2. O'Connor AM, Sargeant JM, Gardner IA, et al. The REFLECT statement: methods and processes of creating reporting guidelines for randomized controlled trials for livestock and food safety by modifying the CONSORT statement. Zoonoses Public Health 2010; 57: 95–104.
3. Sargeant JM, Elgie R, Valcour J, et al. Methodological quality and completeness of reporting in clinical trials conducted in livestock species. Prev Vet Med 2009; 91: 107–115.
4. Kilkenny C, Browne W, Cuthill IC, et al. Animal research: reporting in vivo experiments: the ARRIVE guidelines. Br J Pharmacol 2010; 160: 1577–1579.

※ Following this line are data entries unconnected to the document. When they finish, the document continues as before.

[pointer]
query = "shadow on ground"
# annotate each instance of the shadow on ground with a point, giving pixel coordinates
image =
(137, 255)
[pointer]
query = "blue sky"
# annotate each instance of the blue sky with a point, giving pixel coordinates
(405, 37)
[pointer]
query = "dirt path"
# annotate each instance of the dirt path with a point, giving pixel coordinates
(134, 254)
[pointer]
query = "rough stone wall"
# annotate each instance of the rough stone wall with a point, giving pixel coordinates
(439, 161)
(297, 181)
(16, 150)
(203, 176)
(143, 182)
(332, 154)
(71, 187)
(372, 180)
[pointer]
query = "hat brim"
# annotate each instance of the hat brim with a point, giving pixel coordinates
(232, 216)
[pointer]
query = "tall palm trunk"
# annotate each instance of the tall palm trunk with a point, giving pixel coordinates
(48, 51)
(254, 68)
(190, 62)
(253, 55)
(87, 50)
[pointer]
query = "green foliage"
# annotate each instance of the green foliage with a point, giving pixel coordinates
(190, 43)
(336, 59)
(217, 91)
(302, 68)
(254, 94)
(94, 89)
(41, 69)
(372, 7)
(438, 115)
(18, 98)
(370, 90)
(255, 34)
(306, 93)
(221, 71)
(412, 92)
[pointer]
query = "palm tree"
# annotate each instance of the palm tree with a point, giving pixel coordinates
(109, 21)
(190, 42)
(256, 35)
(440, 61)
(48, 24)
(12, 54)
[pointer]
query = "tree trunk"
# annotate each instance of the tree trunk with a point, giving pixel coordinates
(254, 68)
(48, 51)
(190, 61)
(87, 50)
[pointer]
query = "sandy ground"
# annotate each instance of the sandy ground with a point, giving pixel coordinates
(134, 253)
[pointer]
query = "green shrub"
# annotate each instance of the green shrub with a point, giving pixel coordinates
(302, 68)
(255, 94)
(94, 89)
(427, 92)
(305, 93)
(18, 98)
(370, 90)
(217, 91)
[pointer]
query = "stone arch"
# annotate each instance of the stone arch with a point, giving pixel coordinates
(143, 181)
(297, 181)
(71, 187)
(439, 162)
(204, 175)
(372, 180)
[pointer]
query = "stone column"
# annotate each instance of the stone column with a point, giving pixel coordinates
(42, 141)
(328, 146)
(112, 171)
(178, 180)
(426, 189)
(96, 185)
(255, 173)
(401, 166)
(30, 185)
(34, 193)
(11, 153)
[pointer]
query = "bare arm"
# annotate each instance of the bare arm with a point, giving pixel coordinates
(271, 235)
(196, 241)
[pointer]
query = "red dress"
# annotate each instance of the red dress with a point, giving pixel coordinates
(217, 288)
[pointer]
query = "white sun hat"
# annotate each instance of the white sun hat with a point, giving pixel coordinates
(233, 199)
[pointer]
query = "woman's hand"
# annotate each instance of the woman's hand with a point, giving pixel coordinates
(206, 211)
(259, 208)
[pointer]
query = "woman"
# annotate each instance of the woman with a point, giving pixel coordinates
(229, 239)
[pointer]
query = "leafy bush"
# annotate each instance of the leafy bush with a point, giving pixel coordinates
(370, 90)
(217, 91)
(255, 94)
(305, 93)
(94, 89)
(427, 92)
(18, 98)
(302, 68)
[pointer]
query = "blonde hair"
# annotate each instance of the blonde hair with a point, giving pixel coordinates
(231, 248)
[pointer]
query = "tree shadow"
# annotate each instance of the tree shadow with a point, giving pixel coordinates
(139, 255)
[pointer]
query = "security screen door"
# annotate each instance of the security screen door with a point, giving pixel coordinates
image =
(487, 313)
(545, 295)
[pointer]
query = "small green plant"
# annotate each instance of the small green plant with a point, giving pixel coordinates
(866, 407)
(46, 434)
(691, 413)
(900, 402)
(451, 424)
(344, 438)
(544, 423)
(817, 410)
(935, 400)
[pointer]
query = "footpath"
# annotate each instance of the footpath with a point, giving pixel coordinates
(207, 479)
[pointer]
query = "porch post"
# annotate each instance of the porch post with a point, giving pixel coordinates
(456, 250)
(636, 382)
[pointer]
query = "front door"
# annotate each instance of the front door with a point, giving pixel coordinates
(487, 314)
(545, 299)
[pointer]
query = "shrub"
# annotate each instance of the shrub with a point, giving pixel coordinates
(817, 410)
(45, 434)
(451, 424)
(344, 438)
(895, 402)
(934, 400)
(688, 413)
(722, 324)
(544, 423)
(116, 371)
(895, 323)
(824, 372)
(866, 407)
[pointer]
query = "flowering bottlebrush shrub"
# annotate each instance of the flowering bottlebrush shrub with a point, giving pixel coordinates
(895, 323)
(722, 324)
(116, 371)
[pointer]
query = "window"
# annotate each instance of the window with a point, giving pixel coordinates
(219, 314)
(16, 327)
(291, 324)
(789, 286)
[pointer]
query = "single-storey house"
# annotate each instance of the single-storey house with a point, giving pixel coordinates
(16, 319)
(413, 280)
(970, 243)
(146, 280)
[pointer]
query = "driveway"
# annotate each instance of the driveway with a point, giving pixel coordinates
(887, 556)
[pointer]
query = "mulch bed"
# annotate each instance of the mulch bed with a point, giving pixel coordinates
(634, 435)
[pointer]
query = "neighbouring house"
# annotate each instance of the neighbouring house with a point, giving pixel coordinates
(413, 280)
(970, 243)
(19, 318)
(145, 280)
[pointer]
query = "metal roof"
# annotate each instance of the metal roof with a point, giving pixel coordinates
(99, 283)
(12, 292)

5. Sargeant JM, O'Connor AM. Issues of reporting in observational studies in veterinary medicine. Prev Vet Med 2014; 113: 323–330.
6. Universistät Bern. STROBE statement: strengthening the reporting of observational studies in epidemiology. Available at: www.strobe-statement.org. Accessed May 15, 2015.
7. White BJ, Larson RL. Systematic evaluation of scientific research for clinical relevance and control of bias to improve clinical decision making. J Am Vet Med Assoc 2015; 247: 496–500.
8. Larson RL, White BJ. Importance of the role of the scientific literature in clinical decision making. J Am Vet Med Assoc 2015; 247:247: 58–64.